At NavaED, we focus mainly on the certification tests that teachers have to pass before they can even interview for a job. But, we also know a thing or two about the interview game. After all, I have both interviewed for different teaching positions, as well as interviewed and hired teachers.  And, we are happy to share the dos and don'ts when it comes to sitting down with a principal and a committee for an interview.


  1. Be positive.  A positive attitude in teaching is everything. Let’s face it, principals are looking for people who can take challenging situations and turn them into amazing learning opportunities. Focus your conversation on times in your life when you did this. Maybe even brag a little.
  2. Research the school at which you are seeking a job. A quick trip to google will help you understand the basic aspects of the school. Even better: Get onto the school website and look at their literacy programs, their student demographics, and unique things that make the school special. Principals and teachers love to talk about their schools, especially the positives. Talk specifics so principals know you are truly interested in their school, not just any school.
  3. Talk up your strengths to showcase your ability to work with students and parents. Never taught before? No problem. Use experiences like camp counseling, serving in a restaurant, working in retail, or even volunteering for community organizations to demonstrate how you’ve helped people. Remember, your focus is helping students achieve. If you are sincere about that, the principal and committee will see it. A passionate teacher with the desire to do anything to help her students is far better than an experienced person who is apathetic to the success of students. Trust us. 

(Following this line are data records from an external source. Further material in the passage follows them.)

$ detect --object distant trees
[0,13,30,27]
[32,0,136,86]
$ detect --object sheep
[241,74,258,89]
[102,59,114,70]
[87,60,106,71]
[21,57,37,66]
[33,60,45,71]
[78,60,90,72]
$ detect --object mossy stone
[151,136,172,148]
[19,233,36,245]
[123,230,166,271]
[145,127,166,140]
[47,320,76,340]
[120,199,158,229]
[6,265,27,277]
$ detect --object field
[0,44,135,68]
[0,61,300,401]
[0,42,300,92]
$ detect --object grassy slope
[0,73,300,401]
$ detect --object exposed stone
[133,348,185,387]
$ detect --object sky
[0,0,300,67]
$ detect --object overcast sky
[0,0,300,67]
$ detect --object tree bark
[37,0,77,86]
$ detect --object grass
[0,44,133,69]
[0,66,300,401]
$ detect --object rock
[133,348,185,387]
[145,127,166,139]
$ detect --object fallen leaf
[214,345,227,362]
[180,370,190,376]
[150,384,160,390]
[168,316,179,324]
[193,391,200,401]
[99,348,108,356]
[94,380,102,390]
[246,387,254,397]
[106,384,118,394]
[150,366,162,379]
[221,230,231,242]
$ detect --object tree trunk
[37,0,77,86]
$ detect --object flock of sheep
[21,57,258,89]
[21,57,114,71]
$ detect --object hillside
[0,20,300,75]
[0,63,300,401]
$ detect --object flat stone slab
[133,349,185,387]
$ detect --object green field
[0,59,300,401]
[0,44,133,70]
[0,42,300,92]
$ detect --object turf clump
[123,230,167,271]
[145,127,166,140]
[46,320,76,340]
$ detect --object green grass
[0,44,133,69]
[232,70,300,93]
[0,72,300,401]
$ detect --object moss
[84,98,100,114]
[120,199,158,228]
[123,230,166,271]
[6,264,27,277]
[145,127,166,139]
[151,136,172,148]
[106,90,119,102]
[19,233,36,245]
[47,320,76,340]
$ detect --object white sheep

  4. Make eye contact with everyone in the room. While you may get a one-on-one interview, you may also be in a room with a hiring committee. Engage all of them if this is the case.  If you focus on the one or two people you think are the most important, you will risk getting a thumbs down from those you brushed off.  
  5. Speak clearly and audibly.  Sounds like a no brainer, but we have been in the room with some mumblers and fast talkers. While we’re at it, please use intelligent vocabulary, but don’t overuse “big” words just because you think they make you sound smart.  And, always stick to words you know. Now is not the time to toss in obscure words. Clear communication is key. 

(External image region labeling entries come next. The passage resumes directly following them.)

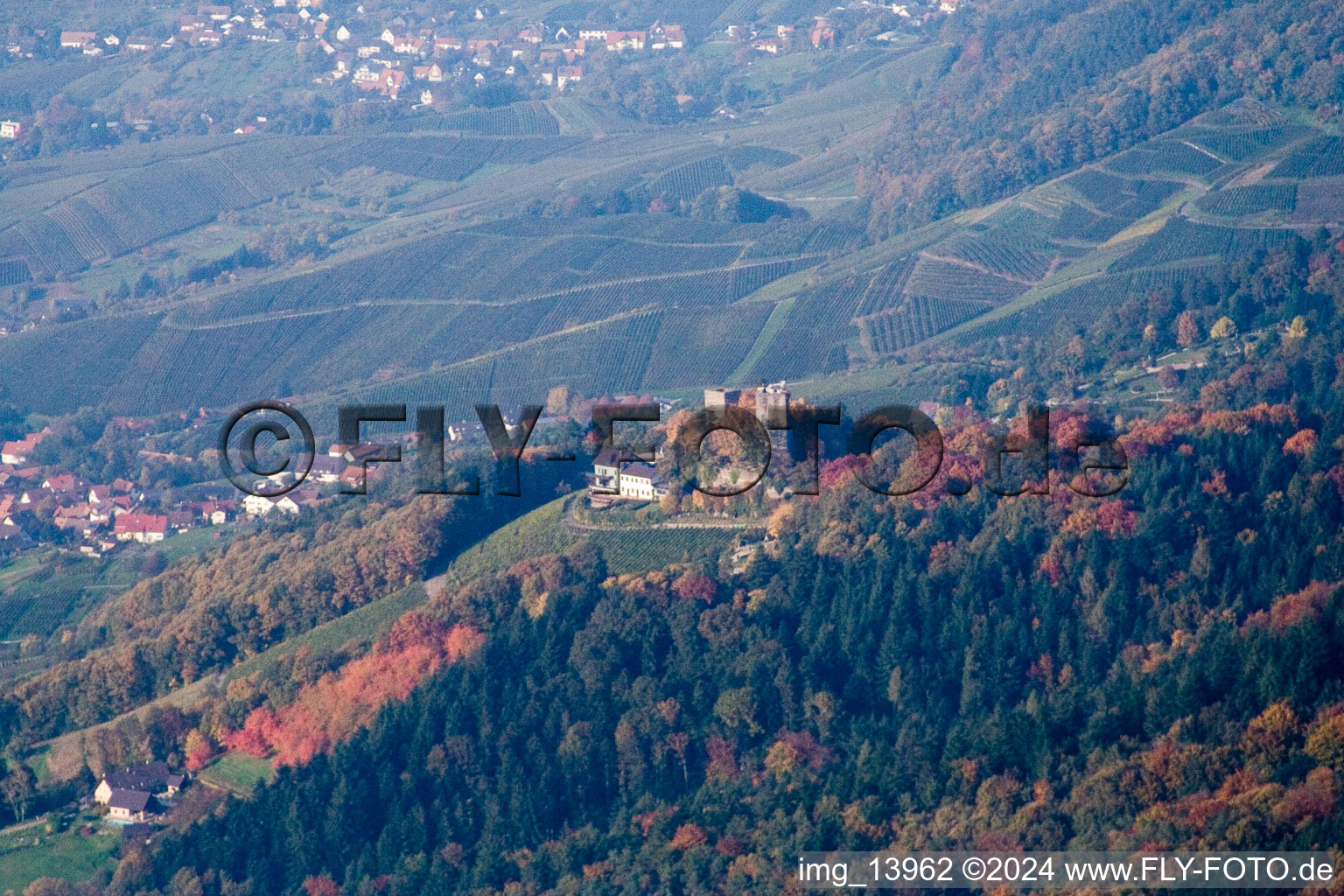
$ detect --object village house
[620,464,668,501]
[649,22,685,50]
[411,62,444,83]
[93,761,187,822]
[108,790,153,822]
[755,380,789,430]
[93,761,187,806]
[111,513,168,544]
[0,426,51,464]
[606,31,648,52]
[555,66,584,90]
[60,31,98,50]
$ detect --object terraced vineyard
[0,98,1344,412]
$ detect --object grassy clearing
[447,499,577,584]
[225,582,426,680]
[198,752,276,796]
[0,816,121,893]
[724,298,795,383]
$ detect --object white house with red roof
[111,513,168,544]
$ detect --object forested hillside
[0,0,1344,896]
[110,220,1344,893]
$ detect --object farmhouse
[93,761,187,805]
[108,790,152,822]
[93,761,186,822]
[0,426,51,464]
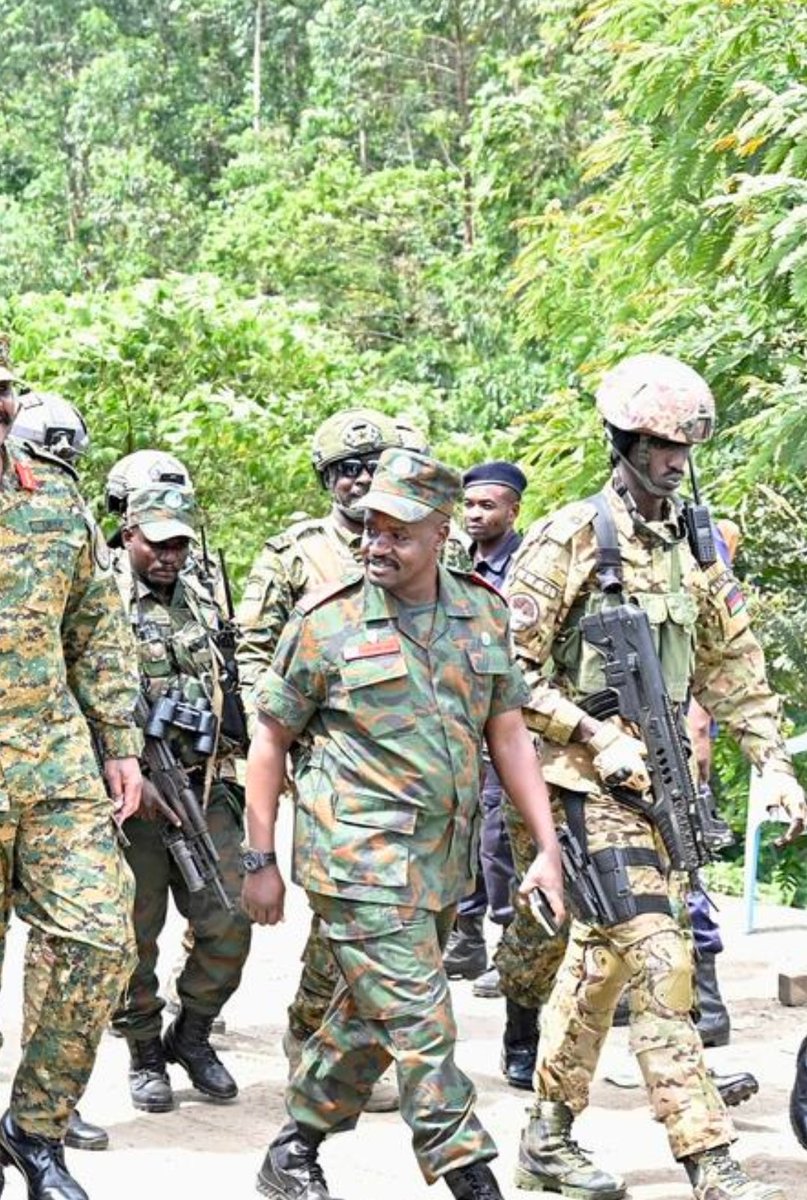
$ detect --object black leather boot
[256,1121,341,1200]
[65,1109,109,1150]
[443,917,488,979]
[443,1163,504,1200]
[790,1038,807,1150]
[0,1112,90,1200]
[501,998,538,1092]
[162,1008,238,1100]
[695,954,731,1046]
[128,1038,174,1112]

  6. Put yourself in the principal’s shoes.  She has to manage a large staff, an even larger student body, events, building maintenance, community outreach, and much more.  She needs to know you will be that employee who will step up to get involved outside of your classroom.  This is another great place to sprinkle in your volunteerism and leadership roles in the community.  


  1. First things first, NEVER, and I repeat NEVER, bad mouth a prior boss, colleague or situation when interviewing for a job. Saying things like, “We didn’t get along.” or “She didn’t like my ideas” sends up a red flag and tells your prospective principal that you are difficult. Like we said in our dos, keep it positive.  

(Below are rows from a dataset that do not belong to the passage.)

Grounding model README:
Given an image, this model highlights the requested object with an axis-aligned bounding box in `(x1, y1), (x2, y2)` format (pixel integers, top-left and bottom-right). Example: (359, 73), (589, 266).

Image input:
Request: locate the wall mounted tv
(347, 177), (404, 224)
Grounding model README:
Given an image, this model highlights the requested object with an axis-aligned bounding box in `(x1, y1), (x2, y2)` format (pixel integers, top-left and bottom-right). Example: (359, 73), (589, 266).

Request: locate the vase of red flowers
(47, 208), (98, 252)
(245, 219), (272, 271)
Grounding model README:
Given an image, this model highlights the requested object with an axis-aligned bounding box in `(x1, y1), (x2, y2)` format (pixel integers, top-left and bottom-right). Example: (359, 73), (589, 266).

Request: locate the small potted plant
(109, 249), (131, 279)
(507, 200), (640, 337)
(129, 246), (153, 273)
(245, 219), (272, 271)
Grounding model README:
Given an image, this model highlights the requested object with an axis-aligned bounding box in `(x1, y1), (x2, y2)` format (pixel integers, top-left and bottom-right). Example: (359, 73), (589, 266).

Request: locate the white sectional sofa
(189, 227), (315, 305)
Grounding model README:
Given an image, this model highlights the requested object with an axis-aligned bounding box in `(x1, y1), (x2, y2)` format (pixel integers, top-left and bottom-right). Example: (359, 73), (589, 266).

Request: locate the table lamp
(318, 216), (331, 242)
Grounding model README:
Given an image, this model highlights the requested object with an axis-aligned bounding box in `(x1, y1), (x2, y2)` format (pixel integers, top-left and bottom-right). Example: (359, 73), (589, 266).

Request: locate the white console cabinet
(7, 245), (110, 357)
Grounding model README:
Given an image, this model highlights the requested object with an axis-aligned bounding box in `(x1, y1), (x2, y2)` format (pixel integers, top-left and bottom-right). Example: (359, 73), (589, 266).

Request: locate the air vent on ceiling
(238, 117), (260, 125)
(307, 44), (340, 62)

  2. If you are applying for a high school position, unless the football team is winning, don’t mention it. Seriously. Football is a very stressful aspect of being a high school principal and can be a sore subject. When they are losing, principals hear about it in the community and see it in their low game attendance. Don’t even bring it up.
  3. While the hours and vacation time are nice, please never say things like, “I want to teach because I am seeking summers off and long winter breaks.” Nothing says, “I only care about myself and not students” than this statement about vacation time. Ditto wanting to spend time with your kids. Yes, that’s a nice perk, but the principal cares way more about the hundreds of kids in her school than your handful or less at home. Your main goal should be student achievement. And, a principal worth her salt would never consider hiring someone who isn’t hyper focused on student success. 
  4. And, last but not least, don’t come dressed like you’re headed to the beach.  Yes, it’s summer. It’s hot. But, being a little sweaty is worth strapping on a pair of pants or a skirt, a nice top, and some close-toed shoes.  Shorts, sleeveless tops, and sandals do not scream, “I’m a professional.”

After you slay the interview by following these handy tips, make sure you send a follow-up letter to thank the principal for the opportunity to interview within 24 hours. This gets your name in front of the principal again and speaks volumes about your professionalism, your desire for the position, and your communication style, all things quality teachers possess.